Antes de mais a questão de Israel e do Irão, um assunto demasiado sério para as sensibilidades politicamente correctas. O Presidente Obama foi muito claro ao repetir várias vezes que Teerão não terá a bomba atómica enquanto ele for Presidente. Ele e o governador Romney foram muito claros na garantia de que os EUA apoiarão Israel se este sofrer um ataque militar. Ambos declararam que, face à ameaça do Irão, a opção militar será sempre a opção de último recurso. Mas ambos foram igualmente claros em manter todas as opções em cima da mesa. Não me recordo de ter ouvido declarações sequer vagamente comparáveis de líderes europeus, incluindo o senhor David Cameron.

Outro aspecto refrescante do debate foi a centralidade de "fazer uma América forte". O tema foi sobretudo citado por Mitt Romney, que teve a refrescante vantagem de defender uma drástica redução dos impostos e um aumento do orçamento de defesa - dois temas impensáveis na Europa. Mas o Presidente Obama fez muito bem em aceitar a centralidade da América forte e em recordar o excelente desempenho da sua política externa - para o qual muito contribuiu a secretária de Estado Hilary Clinton.

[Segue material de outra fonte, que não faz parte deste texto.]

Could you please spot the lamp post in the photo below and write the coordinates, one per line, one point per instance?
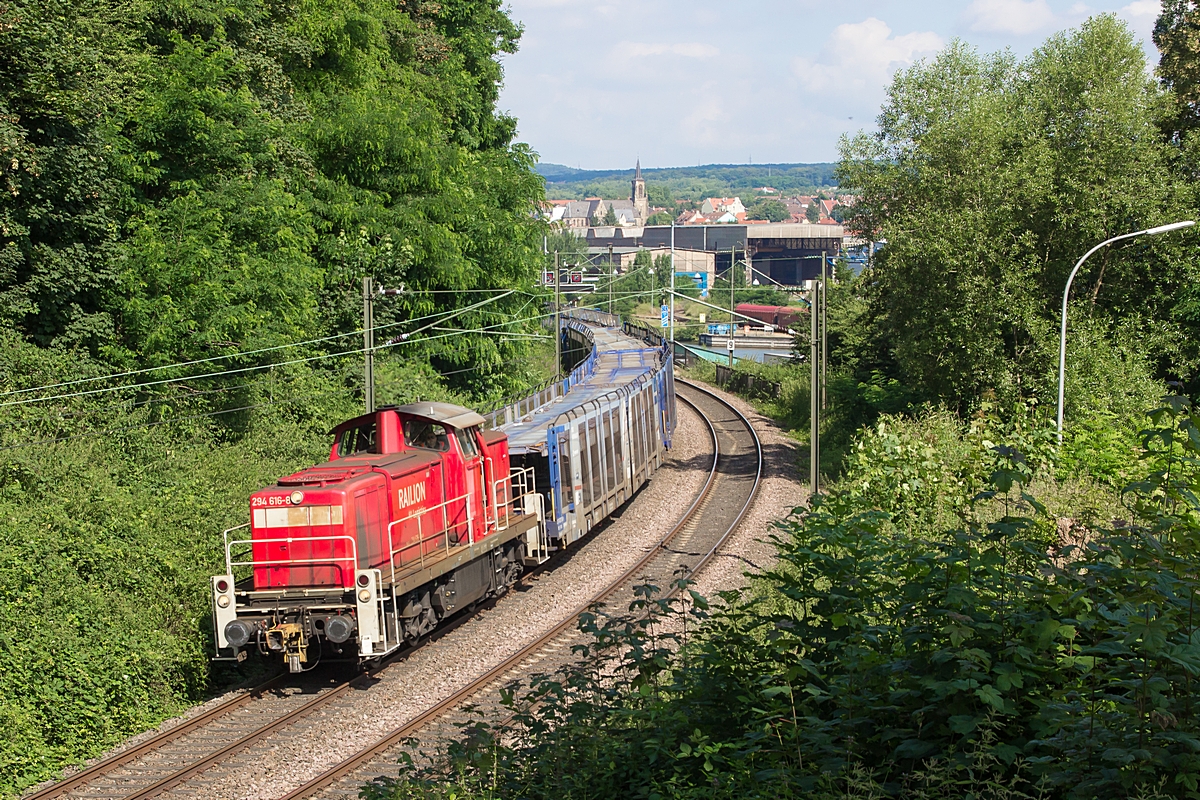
(1066, 295)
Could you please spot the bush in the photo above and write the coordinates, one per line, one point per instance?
(983, 659)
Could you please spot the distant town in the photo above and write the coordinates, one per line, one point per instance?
(779, 239)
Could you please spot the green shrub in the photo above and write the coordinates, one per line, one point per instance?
(984, 659)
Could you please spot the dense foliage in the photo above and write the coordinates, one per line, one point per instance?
(930, 630)
(989, 178)
(209, 182)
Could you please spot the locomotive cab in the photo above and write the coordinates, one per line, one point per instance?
(414, 515)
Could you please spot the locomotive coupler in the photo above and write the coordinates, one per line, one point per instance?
(289, 639)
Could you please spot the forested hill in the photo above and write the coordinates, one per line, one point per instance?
(688, 182)
(208, 181)
(184, 178)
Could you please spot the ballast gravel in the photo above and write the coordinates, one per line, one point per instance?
(783, 488)
(437, 669)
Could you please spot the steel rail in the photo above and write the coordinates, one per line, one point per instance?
(199, 721)
(351, 764)
(154, 743)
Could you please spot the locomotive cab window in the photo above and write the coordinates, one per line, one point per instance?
(425, 434)
(355, 440)
(467, 441)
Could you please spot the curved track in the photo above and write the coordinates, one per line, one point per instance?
(171, 759)
(712, 518)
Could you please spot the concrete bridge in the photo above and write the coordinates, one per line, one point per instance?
(785, 253)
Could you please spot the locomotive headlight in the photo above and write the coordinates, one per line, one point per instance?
(238, 633)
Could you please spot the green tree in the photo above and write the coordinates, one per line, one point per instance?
(989, 178)
(1177, 37)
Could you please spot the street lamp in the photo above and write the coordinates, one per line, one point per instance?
(1066, 294)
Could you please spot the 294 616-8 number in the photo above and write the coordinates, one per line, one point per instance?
(262, 503)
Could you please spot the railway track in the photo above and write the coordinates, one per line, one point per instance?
(174, 759)
(713, 517)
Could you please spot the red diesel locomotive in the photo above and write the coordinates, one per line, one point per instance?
(415, 513)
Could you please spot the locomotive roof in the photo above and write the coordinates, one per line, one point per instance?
(456, 416)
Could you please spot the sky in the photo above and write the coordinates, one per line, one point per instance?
(599, 84)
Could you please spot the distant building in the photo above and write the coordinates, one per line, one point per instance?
(583, 214)
(719, 205)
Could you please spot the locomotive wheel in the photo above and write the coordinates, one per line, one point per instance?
(420, 625)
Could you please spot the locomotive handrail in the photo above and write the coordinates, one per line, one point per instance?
(252, 563)
(418, 515)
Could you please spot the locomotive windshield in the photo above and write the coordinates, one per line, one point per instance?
(423, 433)
(355, 440)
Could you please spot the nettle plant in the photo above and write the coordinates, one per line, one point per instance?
(889, 656)
(1073, 665)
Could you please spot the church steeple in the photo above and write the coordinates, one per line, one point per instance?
(641, 203)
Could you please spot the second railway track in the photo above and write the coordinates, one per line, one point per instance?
(712, 518)
(171, 763)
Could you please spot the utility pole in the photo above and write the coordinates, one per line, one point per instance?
(612, 276)
(814, 390)
(558, 332)
(825, 329)
(369, 343)
(732, 263)
(672, 287)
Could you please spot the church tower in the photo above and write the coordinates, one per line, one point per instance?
(641, 203)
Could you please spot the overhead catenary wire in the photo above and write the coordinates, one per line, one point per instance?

Como tive oportunidade de escrever há quatro anos, o Presidente Obama não era o candidato radical que os radicais gostariam que ele fosse. O seu primeiro mandato comprovou isso mesmo. Também agora o candidato Romney não é o extremista de direita que os radicais gostariam que ele fosse. Mas nenhum deles é também um candidato politicamente correcto. Qualquer que seja o resultado, a América está em boas mãos.